Calema inauguram o Palco Mundo no Rock In Rio Lisboa
Braços no ar, abraços apertados, famílias a dançar e milhares a cantar em uníssono “eu quero estar ao teu lado para sempre”, o refrão de “A nossa vez”: os Calema sabem como transformar um concerto numa festa. Embaixadores da lusofonia e da boa vibração, o duo tornou fácil perceber porque é difícil imaginar um arranque melhor para o Palco Mundo nesta 11.ª edição do Rock In Rio (RiR) Lisboa, que arrancou este sábado no Parque Tejo, o antigo Parque Papa Francisco.
Às 17 horas em ponto, com o termómetro nos 34 graus, os irmãos são-tomenses António e Fradique Ferreira subiram ao palco e atiraram-se de imediato ao máximo: confettis, bailarinas, apelos à dança e uma multidão concentrada junto ao palco principal, à beira-rio. Ainda a meio da tarde, a Cidade do Rock já se apresentava bem composta, num ano em que o recinto se prepara para receber até 100 mil pessoas por dia - pelo menos, nas duas datas do primeiro fim de semana, a promessa é de lotação cheia, com ambos os dias esgotados.

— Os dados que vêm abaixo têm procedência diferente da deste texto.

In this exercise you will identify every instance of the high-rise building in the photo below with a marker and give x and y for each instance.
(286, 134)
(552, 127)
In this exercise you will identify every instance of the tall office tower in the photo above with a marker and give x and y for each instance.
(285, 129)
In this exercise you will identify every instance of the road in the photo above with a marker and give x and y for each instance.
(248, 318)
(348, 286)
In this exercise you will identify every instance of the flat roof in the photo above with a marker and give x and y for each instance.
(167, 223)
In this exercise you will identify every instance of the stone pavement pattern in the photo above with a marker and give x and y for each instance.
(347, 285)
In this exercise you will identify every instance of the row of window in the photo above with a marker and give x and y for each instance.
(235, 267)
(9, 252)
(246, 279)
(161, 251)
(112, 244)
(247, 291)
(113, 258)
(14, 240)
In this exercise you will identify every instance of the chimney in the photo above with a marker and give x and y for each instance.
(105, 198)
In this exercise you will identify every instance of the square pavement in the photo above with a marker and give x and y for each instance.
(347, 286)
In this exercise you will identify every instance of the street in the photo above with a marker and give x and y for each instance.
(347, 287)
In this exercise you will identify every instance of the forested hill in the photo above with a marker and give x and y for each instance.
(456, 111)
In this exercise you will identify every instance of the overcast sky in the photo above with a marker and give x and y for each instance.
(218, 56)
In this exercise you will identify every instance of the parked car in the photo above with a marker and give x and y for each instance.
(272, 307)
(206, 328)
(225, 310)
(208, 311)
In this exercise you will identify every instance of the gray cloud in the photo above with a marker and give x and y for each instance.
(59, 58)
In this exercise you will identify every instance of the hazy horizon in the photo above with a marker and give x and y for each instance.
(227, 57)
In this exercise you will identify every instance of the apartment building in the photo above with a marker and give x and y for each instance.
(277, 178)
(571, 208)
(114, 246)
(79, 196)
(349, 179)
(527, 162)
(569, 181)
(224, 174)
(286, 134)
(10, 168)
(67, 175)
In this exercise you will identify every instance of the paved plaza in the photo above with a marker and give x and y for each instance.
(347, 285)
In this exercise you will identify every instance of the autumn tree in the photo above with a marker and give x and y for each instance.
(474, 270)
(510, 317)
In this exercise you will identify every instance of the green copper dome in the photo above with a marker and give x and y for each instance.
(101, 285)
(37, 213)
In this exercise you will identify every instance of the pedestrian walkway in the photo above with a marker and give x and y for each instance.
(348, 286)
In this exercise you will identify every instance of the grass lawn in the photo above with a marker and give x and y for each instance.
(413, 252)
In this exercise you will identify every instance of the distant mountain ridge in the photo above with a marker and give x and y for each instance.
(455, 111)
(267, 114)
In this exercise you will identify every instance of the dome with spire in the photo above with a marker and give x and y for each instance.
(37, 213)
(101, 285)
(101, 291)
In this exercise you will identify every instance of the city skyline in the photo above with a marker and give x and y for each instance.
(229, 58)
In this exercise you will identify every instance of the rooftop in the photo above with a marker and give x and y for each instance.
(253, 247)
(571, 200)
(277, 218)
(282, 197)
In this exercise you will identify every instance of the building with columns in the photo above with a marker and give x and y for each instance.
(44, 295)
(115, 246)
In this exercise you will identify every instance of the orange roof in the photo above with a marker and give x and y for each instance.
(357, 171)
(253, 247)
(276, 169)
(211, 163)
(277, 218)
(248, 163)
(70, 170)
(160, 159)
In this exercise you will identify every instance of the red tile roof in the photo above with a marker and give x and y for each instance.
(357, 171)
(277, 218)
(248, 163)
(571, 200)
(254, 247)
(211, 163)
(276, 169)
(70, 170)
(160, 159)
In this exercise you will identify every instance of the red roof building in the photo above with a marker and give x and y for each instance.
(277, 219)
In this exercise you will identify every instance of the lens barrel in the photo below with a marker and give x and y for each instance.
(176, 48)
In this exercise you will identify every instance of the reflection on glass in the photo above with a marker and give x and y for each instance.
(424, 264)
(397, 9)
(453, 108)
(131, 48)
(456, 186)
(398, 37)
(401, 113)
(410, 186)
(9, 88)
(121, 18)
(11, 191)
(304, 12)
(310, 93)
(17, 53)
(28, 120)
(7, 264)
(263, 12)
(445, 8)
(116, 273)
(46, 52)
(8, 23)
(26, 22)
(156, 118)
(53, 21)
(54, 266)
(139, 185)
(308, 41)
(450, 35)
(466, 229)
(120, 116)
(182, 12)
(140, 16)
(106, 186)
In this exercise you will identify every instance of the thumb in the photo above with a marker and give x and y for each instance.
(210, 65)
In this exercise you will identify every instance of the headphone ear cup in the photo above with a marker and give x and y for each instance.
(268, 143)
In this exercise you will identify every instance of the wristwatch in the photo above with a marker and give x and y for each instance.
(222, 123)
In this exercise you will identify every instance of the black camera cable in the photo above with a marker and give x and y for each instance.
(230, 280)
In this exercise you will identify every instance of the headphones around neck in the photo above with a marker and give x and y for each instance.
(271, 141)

Uma Cidade do Rock a funcionar desde as 13 até às duas da manhã
Enquanto o maior palco ecoava canções em português, havia movimento por todo o recinto: público nos outros palcos, filas para brindes, pessoas a fazer slide, voltas na Roda, tentativas de encontrar sombra e muitos a explorar cada canto. No fundo, há quem passe mais de 12 horas nesta cidade feita de música, mas também de diversões, com portas a abrirem às 13 horas e a fecharem apenas pelas duas da manhã.

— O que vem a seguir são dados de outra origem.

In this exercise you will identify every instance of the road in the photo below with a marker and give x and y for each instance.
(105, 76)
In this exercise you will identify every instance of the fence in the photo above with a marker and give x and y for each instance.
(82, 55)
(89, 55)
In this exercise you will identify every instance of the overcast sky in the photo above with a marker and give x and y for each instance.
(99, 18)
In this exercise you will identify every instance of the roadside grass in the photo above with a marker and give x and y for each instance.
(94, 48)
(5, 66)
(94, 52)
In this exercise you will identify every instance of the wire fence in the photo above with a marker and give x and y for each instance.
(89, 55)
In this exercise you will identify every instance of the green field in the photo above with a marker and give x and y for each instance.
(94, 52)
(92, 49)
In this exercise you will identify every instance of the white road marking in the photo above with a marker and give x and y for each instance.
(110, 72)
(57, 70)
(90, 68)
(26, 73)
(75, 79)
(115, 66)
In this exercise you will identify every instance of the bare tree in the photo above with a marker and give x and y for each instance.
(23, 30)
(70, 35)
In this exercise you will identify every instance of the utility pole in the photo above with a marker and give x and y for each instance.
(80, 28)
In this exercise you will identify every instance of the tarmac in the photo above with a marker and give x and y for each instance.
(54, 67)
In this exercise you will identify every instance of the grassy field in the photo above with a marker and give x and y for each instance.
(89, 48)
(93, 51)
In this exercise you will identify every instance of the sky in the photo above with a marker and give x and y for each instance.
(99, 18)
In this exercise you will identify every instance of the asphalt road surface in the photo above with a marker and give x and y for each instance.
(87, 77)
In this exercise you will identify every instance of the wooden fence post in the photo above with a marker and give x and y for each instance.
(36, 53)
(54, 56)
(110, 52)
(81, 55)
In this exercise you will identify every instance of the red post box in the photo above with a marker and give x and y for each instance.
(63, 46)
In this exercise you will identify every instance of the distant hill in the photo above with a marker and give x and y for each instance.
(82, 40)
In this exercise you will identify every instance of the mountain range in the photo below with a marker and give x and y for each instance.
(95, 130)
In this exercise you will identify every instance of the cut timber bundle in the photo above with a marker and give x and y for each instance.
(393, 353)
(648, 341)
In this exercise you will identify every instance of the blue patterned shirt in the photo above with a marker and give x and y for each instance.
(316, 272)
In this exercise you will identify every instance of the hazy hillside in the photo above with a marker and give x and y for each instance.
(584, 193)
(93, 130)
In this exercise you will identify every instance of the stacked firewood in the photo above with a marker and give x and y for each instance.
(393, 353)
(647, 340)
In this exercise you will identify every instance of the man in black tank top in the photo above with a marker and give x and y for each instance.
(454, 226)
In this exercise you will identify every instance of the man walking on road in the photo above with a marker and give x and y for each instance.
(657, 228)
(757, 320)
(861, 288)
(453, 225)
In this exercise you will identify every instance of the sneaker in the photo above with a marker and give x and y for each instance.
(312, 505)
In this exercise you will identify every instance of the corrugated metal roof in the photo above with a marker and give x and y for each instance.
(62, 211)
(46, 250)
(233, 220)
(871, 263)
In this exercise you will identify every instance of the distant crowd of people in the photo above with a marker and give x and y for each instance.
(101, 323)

Elisabete, mãe, e Constança, filha de 11 anos, chegaram com o plano simples de “passar um bom dia”. Elisabete disse ao JN que já tinha ido ao RiR em 2024 no Parque Tejo, mas, desta vez, sem um artista em particular a puxar por elas, decidiu vir “ouvir um pouco de tudo”. Nota que este ano se vê mais gente, embora o recinto “parece funcionar”; ainda assim, aponta algumas bancas de brindes por “cortar a visibilidade dos palcos”.
Rodrigo veio de Carcavelos com as filhas, Sara e Madalena, motivados pelos Calema e por Katy Perry. O pai já tinha passado por outras edições na Bela Vista, mas esta foi a estreia no Parque Tejo, onde deixa uma crítica: “as poucas sombras”.

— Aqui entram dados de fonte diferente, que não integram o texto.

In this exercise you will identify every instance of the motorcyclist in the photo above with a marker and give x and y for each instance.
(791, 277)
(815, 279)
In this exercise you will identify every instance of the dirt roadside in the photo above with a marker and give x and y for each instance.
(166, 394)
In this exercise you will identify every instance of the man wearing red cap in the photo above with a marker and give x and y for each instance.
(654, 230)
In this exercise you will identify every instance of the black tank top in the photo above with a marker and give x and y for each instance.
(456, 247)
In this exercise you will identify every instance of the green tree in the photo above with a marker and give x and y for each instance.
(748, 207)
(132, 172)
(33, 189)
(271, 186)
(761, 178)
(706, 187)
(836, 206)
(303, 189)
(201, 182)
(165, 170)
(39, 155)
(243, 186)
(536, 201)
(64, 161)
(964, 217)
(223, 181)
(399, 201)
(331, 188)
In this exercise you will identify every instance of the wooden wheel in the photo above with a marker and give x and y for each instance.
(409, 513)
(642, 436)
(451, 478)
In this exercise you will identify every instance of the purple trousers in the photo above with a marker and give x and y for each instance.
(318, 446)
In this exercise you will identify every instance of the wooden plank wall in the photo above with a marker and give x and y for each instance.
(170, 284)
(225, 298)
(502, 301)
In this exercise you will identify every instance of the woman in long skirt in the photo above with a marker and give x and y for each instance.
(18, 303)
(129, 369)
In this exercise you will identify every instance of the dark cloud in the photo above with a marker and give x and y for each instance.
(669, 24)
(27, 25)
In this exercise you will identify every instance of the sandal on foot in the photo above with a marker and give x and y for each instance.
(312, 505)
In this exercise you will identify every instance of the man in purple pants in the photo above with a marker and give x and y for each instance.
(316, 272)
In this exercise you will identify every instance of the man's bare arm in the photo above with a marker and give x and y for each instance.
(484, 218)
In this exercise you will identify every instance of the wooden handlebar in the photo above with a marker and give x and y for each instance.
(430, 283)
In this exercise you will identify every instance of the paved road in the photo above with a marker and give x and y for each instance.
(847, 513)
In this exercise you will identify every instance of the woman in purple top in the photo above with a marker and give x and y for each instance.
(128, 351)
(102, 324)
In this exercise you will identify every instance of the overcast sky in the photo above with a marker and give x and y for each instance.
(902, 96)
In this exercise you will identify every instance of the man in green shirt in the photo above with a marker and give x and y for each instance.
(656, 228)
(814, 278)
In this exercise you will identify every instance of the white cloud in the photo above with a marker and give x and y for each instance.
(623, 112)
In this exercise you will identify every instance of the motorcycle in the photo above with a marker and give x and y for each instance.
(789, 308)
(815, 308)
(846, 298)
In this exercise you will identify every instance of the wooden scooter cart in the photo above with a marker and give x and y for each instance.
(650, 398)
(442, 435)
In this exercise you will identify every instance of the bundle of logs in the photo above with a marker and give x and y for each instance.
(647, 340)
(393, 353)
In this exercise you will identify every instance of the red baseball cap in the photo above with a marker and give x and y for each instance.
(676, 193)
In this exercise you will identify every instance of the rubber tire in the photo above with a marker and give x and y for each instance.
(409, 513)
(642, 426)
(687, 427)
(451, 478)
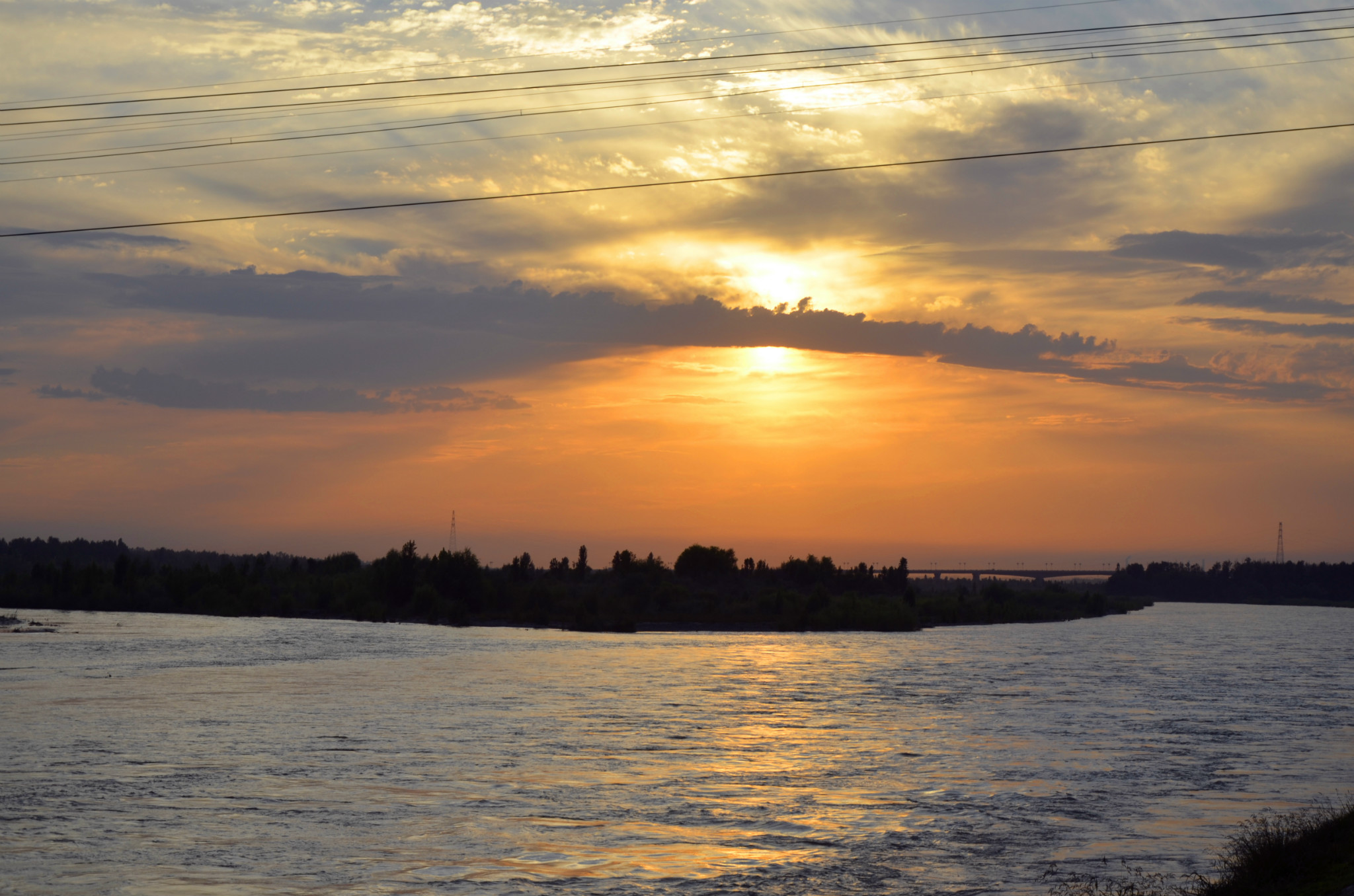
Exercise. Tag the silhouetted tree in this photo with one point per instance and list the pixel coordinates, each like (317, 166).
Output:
(706, 564)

Carmo e Maria, ambas de 16 anos e vindas de Santarém, escolheram o primeiro dia por causa de Pedro Sampaio e Katy Perry - dois dos nomes que, a julgar por cartazes, t-shirts e visuais, pareciam reunir mais fãs. As duas amigas regressaram depois de terem estado na edição anterior e referem que as bancas agora estão mais espalhadas, “incluindo as da comida”, acrescentando também que “a entrada foi mais fácil, está melhor”.
Êxitos, convidados e a lista do que ainda vem aí
De volta ao concerto de abertura dos Calema no Palco Mundo, a atuação percorreu vários dos temas mais conhecidos do duo. De “Amar pela metade” ao mais recente “Chuva de amor”, não faltaram “Leva tudo” com Dilsinho, “A nossa dança” e “Mama É”, sempre com o público a responder.
Em 55 minutos, os irmãos juntaram convidados, bailarinas e até um grupo a dançar o Vira em “Maria Joana”, repetindo mensagens de amor, boa energia, lusofonia e fé. O final chegou com milhares a mexerem a anca e a cantarem em coro o refrão de “Te amo”, ao som de “Saudade bô” - com os Calema a subirem a fasquia para tudo o que ainda está por vir: Pedro Sampaio, Charlie Puth, Katy Perry, Audrey Nuna ou DJ Alok, hoje; Linkin Park, Sepultura, POD ou Kaiser Chiefs, amanhã; e ainda o “Legends day”, a 27 de junho, com Rod Stewart, Cyndi Lauper, Shaggy, 4 Non Blondes e bandas históricas portuguesas, além de um último dia dedicado aos ritmos urbanos, com a estreia de 21 Savage e Central Cee, Matuê ou Carlão.